My Dad was nice enough to bring this movie home when it came out on DVD. Dad was always doing nice things like that. He and Mom and I watched it together as a family. It's still a classic. I had a really nice Dad.
This part of the movie speaks to my soul. As a classicist, this scene brings anguish and tears when I think of what was lost and what managed to survive.
@ no. Me too. The discovery of this cache of knowledge is like dying painlessly and going to heaven. Beautiful friend the end. Of everything that stands. The end
True...except libraries do not have traps or are traps themselves - projected to to hide the knowledge in their insides. Anyone who made the project for that place was vary smart, very cunning and very sick in the head.
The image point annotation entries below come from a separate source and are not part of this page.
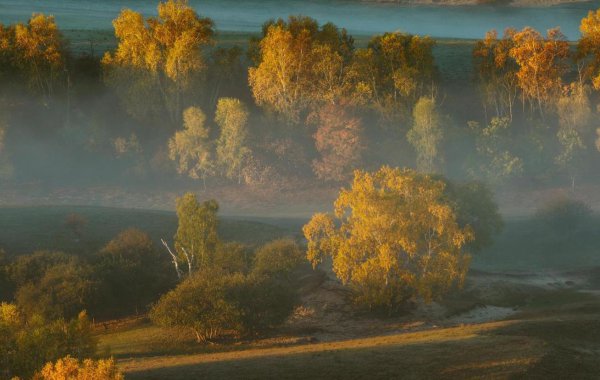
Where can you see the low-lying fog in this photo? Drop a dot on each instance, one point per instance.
(357, 16)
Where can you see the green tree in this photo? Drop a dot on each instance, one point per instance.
(494, 145)
(197, 239)
(394, 236)
(232, 146)
(200, 304)
(392, 73)
(157, 60)
(426, 135)
(574, 117)
(191, 148)
(131, 272)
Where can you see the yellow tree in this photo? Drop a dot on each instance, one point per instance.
(542, 63)
(299, 65)
(40, 52)
(392, 73)
(158, 57)
(394, 235)
(589, 45)
(497, 73)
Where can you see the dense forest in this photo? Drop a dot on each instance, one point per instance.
(296, 113)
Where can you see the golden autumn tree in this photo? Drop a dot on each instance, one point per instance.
(392, 73)
(339, 141)
(497, 73)
(157, 60)
(298, 65)
(589, 46)
(393, 236)
(69, 368)
(542, 63)
(37, 50)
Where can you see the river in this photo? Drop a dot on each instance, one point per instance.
(358, 17)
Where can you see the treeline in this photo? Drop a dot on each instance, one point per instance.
(210, 288)
(300, 102)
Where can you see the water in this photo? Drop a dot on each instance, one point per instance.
(358, 17)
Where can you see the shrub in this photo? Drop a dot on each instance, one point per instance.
(69, 368)
(564, 213)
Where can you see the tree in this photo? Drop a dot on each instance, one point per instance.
(588, 46)
(496, 71)
(69, 368)
(298, 65)
(27, 343)
(426, 135)
(40, 52)
(200, 304)
(232, 147)
(278, 257)
(158, 58)
(541, 62)
(494, 144)
(197, 238)
(76, 224)
(574, 116)
(191, 147)
(339, 141)
(131, 272)
(62, 291)
(393, 236)
(392, 73)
@@2serveand2protect the church created many labyrinths and trap doors in there libraries so any thief wouldn’t be able to sell or steal them and share the knowledge with the common folk. The church thought to control information and in the end by suppressing it set mankind thousands of years, as it wasn’t until the Protestant Reformation and the invention of printing that knowledge began to be spread outside of church libraries
the book is really insane... I'm italian and studied latin and greek at school, something you must have a good knowledge to understand the whole fil rouge of the story... the movie is also enjoyable, especially for the performances of sir Sean Connery and Ron Perlman, but that's nothing compared to the terrifying ambiences and scenarios you fell when you read the book.
The wisdom that we need is inside us. Before our schooling teaches us to memorize it, we know instinctively how to treat others because we know how we wish others to treat us, and we know that all people are one.
No. Children are selfish unless you teach them what poverty is. No child will have discipline to obey and understand what is lack of something. Anything.
So much history, so many tales and ideas. Let your mind expand and flourish. You can believe in God but take in an array of views and ideas that earthly gatekeepers deem wrong. Christ laughed and God made us to persue knowledge.
William calls it «The Beatus of Liebana», though that is the name of its writer, Saint Beatus of Liebana. The book’s actual title is Commentaria In Apocalypsin - Commentary on the Apocalypse - but is often simply referred to as the Beatus. Fun fact, the Umberto di Bologna that William mentions, is a reference to Umberto Eco, the writer of the original book this movie is based on.
A pretty foolish assessment. His weak point was not doing a better job with his accent - and audiences didn't require him to - but he did a good job of inhabiting his characters with charisma.